This Article is From Jun 14, 2017

Arvind Kejriwal Called Kumar Vishwas 'Younger Brother'. That's Changed

AAP leader Kumar Vishwas told NDTV that he is aware of a campaign against him by some leaders.

Highlights

  • We all work for a party, we are not relatives: Kumar Vishwas
  • Only focussing on the Rajasthan assembly elections, he says
  • Kumar Vishwas appears increasingly isolated within AAP
NEW DELHI: Just out of the drubbing that Arvind Kejriwal's Aam Aadmi Party had received in the Delhi municipal elections, the AAP was hurtling towards another crisis in April-end. There was talk that senior AAP leader Vishwas Kumar had planned a coup to replace Mr Kejriwal as the party chief and the party appeared to be headed for a split. Mr Kejriwal stopped the slide with a single message on Twitter, calling Mr Vishwas his "younger brother". Mr Kumar Vishwas had then promptly retweeted.

Less than 50 days later, Mr Vishwas suggested in an interview to NDTV on Tuesday that he was not sure about his relationship with Mr Kejriwal any longer.

"We all work for a party... we are not relatives... we all work for a common cause," the AAP co-founder said, distancing himself from the "younger brother" remark.

In course of the interview, the poet-politician spoke of attempts to tarnish his image by party leaders or undermine him but suggested that he couldn't care less and was only focussing on the Rajasthan assembly elections in November-December 2018. "These days, the Rajasthan election is the only thing on my mind, the only thing I talk about, discuss or think," he said.

Leading the party's campaign in Rajasthan is a responsibility that the 48-year-old leader was given after he appeared headed to quit the party last month. It was also part of the same deal that Amanatullah Khan, the Delhi legislator who had accused him of planning to dethrone Mr Kejriwal, was suspended on charges of indiscipline.

But he appears increasingly isolated within the party. In private conversations, party leaders in the national capital have made no secrets about the trust deficit. More so, after sacked water minister Kapil Mishra, considered to be his proxy by sections of the party, went on an overdrive accusing the AAP government of corruption.

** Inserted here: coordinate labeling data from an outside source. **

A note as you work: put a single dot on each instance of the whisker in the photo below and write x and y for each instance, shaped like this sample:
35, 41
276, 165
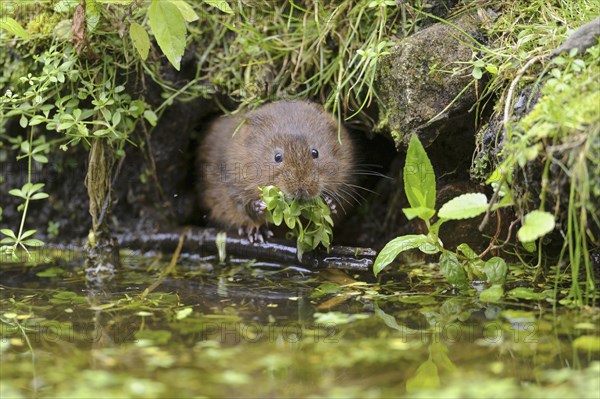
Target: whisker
351, 194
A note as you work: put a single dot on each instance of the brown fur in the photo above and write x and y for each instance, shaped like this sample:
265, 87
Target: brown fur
232, 168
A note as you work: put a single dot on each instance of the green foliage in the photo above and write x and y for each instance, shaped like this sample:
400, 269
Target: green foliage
535, 225
464, 206
13, 27
458, 268
310, 221
168, 27
419, 182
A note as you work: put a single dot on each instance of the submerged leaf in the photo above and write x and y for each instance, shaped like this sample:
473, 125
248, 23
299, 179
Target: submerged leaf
396, 246
536, 224
464, 206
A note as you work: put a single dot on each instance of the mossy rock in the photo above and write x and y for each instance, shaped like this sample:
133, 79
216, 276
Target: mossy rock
419, 86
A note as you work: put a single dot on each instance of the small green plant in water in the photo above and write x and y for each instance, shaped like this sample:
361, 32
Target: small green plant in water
310, 220
463, 266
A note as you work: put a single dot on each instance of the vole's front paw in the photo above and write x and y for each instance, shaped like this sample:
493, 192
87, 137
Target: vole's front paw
330, 203
258, 206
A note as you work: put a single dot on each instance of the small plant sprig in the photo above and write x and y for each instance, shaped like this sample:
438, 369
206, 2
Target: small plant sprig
309, 220
465, 265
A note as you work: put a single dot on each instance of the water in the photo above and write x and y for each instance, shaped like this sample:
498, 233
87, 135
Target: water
263, 330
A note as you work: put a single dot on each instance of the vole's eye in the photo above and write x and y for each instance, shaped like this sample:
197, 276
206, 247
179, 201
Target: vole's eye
278, 157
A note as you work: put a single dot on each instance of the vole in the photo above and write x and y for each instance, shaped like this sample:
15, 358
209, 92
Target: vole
293, 145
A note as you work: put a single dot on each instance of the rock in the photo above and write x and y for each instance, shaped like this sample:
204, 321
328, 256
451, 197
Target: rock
415, 82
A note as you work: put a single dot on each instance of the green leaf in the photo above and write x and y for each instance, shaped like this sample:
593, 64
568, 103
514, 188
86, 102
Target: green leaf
536, 224
492, 294
419, 178
139, 38
168, 27
186, 10
40, 158
150, 117
9, 233
183, 313
13, 27
587, 343
33, 242
495, 269
452, 269
28, 233
390, 321
92, 15
394, 247
420, 212
426, 377
439, 355
464, 206
526, 293
466, 250
221, 5
37, 196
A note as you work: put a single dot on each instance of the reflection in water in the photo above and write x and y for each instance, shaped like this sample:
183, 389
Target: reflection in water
257, 330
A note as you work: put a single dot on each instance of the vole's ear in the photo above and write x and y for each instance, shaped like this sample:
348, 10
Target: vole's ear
257, 119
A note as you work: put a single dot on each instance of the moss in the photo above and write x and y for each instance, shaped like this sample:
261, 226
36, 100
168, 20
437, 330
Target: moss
43, 23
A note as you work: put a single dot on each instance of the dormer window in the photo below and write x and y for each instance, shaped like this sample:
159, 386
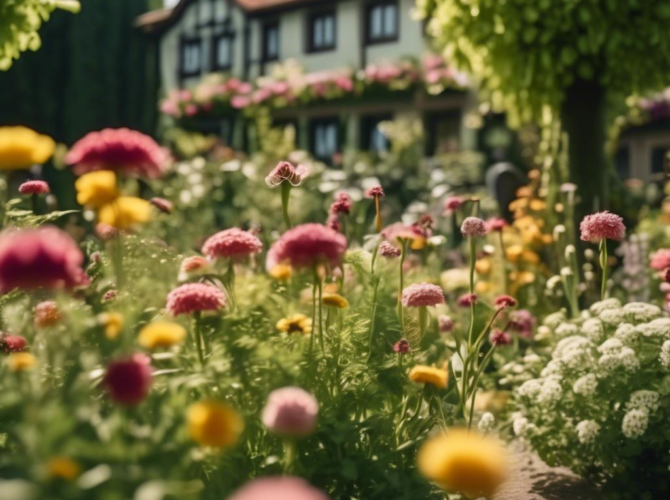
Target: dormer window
382, 21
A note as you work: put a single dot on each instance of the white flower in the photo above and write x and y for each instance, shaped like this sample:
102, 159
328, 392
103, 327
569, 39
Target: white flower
635, 423
587, 431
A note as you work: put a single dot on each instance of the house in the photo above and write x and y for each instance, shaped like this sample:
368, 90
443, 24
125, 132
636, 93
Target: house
354, 55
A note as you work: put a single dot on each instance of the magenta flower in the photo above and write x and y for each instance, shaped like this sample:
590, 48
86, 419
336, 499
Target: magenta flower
291, 411
120, 150
278, 488
285, 171
34, 187
473, 227
231, 243
40, 258
308, 245
128, 380
602, 226
422, 295
195, 297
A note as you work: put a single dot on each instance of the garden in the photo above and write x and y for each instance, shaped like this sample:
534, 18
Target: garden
180, 319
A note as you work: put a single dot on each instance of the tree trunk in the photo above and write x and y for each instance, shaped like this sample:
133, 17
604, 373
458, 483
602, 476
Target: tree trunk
583, 120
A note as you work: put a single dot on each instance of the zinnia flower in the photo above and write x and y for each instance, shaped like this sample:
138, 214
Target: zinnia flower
602, 226
465, 462
422, 295
430, 375
308, 245
21, 148
39, 258
231, 243
213, 424
128, 380
285, 171
34, 187
120, 150
194, 297
278, 488
291, 411
161, 334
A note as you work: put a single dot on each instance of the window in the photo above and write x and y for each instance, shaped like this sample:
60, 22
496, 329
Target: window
223, 52
191, 57
321, 32
271, 41
382, 21
325, 138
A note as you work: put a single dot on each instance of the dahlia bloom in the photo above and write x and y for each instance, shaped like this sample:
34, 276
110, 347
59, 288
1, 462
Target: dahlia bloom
120, 150
194, 297
602, 226
291, 411
39, 258
34, 187
231, 243
422, 295
128, 380
308, 245
285, 171
278, 488
473, 227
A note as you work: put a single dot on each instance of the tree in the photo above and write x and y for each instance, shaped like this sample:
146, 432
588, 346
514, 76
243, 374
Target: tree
547, 60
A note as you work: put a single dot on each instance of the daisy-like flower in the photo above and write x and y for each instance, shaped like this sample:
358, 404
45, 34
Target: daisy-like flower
422, 295
291, 411
231, 243
195, 297
602, 226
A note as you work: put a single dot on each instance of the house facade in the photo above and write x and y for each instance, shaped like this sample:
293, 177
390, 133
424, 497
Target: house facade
247, 39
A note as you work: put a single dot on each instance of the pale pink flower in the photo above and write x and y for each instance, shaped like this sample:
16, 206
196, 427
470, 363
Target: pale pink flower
308, 245
195, 297
231, 243
602, 226
40, 258
422, 295
291, 411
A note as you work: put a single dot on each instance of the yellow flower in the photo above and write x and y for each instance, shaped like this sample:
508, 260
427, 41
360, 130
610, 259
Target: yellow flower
296, 323
465, 462
63, 468
430, 375
21, 148
213, 424
281, 272
335, 300
96, 189
161, 334
113, 324
21, 361
125, 212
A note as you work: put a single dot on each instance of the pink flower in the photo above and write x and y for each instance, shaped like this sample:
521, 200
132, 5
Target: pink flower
278, 488
231, 243
602, 226
473, 227
40, 258
194, 297
13, 343
308, 245
128, 380
121, 150
467, 300
421, 295
285, 171
291, 411
389, 251
34, 187
374, 192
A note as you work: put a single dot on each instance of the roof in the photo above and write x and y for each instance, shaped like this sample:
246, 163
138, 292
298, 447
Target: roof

Mr Vishwas said he was the first to speak against Mishra's actions. "I want to completely distance myself from Mishra, his remarks have been shameful," he said, saying there was no need for him to speak further on this chapter.

Mr Vishwas insisted he didn't feel isolated but was aware what was spoken about him behind his back.

"My own party colleagues peddle rumours against me and try to destroy my image, but I want to tell them, I shall not be defeated," said Mr Kumar, likening himself to Abhimanyu in the Hindu epic Mahabharata who was trapped in a labyrinth, and killed.

He also brought up how Deputy Chief Minister Manish Sisodia had visited Mr Khan after his suspension at his house and Chief Minister Arvind Kejriwal appointed him to head a Delhi Assembly panel. Then, he added, he had nothing to say on this because who the Deputy Chief Minister meets or the Chief Minister appoints "is their decision".